Après avoir appelé à un repli, nous n’avons pas eu d’autre choix, nous avons appuyé sur le bouton de chargement du terraconteneur et avons couru nous mettre à l’abri dans un bunker antiatomique à proximité pendant que les troupes de Nim entraient dans notre bastion...
Préparatifs
Lorsque Cooper a fini son histoire, j'ai été bien forcé d’admettre le poids de la culpabilité qui pesait sur ses épaules, à lui comme à Torc Mok et Joshua Nolan. Après la mise en route du terraconteneur, les civils qui se sont retrouvés coincés à l’extérieur sont morts dans des circonstances affreuses. Et bien que cette décision a permis de sauver également beaucoup de monde ce jour-là, et au passage porter un coup particulièrement brutal au Fléau de l’Ouest le forçant à se replier et se faire oublier, pendant un moment du moins, il marqua profondément et définitivement ses hommes de responsabilités.
Je suis sorti de mes pensées cependant que je posais mon pied sur la première marche de l’échelle menant à la cave-bunker de John Cooper, le justicier de Madera, dans laquelle il m’attendait en compagnie de Torc Mok, mais pas de Joshua Nolan cette fois-ci.

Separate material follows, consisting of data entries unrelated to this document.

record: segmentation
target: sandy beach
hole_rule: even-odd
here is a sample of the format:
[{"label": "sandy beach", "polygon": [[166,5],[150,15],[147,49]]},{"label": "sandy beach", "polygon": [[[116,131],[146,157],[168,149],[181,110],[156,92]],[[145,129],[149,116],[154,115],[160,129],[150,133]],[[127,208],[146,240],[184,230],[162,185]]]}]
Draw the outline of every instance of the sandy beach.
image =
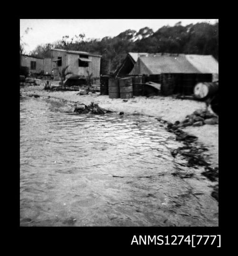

Celui-ci étant à priori lui-même justicier de la ville de Saint Louis, d’ailleurs devenue Defiance en l’honneur de leur tragique histoire commune. Une fois de plus, les deux compères auront affaire à l’histoire en tentant d’empêcher par tous les moyens possible le Fléau de l’Ouest de meurtrir une fois de plus la Baie et ses habitants en utilisant la technologie de destruction massive que sont les Melekesh. Mais cette fois-ci, ils ne seront pas pris au dépourvu et pourront s’appuyer sur un important groupe de pillarches endurcis et prêts au combat. Et bien entendu, je serai de la partie.